The CPU side is described with 4 Cores, 4 Threads, and 1.6 GHz - 1.8 GHz, which is more useful than brand names alone because it hints at how much headroom the handheld should have before emulator tuning gets annoying. On the graphics side, 4 Cores, 600 MHz, and ARM helps sketch the ceiling for heavier systems, upscale experiments, and shader curiosity.
GPD Q9 looks strongest with Game Boy (A), NES (A), Sega Genesis (A), Game Boy Advance (A), Super Nintendo (A), and PlayStation 1 (A), which gives the review something more tangible than a vague "good for retro" verdict. The listed emulation limit, SNES FX & 3D PS1 (60 FPS), N64 & NDS (playable but can be laggy), is the kind of line buyers should actually respect because it tells you where the romance ends and the compromise begins.
The middle tier of compatibility, including Nintendo DS (C) and Dreamcast (C), is where the buyer needs some honesty. These are usually the systems that separate a casual dabbler from a user who is happy tweaking emulator settings, testing cores, or accepting the occasional rough edge.
GPD Q9 leaves the strongest impression when you frame it as a recommendation for players who want a balanced handheld that can stretch beyond the basics. That is also what turns the buying advice from noise into something useful.

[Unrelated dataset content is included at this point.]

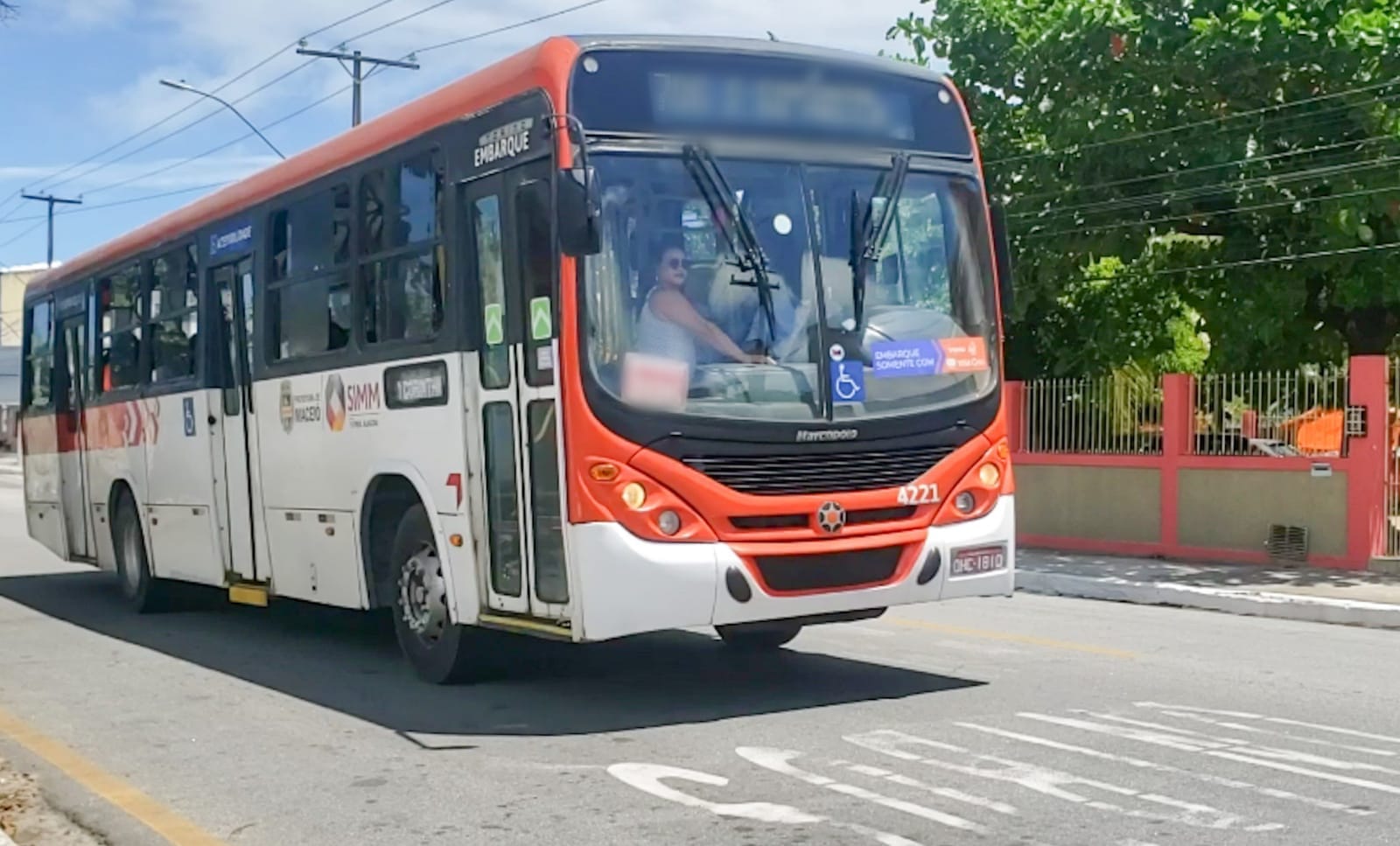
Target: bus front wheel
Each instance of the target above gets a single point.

Broad emulation range is not just a catchy label here. It is the cleanest shorthand for why this device deserves attention. The compatibility profile around Game Boy (A), NES (A), Sega Genesis (A), and Game Boy Advance (A) gives it a concrete identity.
If the device sparks your interest, the smartest next click is usually JXD S7800B, followed by GPD G5A, because that is where the shape of the market around it comes into focus. A useful verdict should leave the reader more curious, but also more precise.
Games shown here match systems this handheld can run at a B grade or better.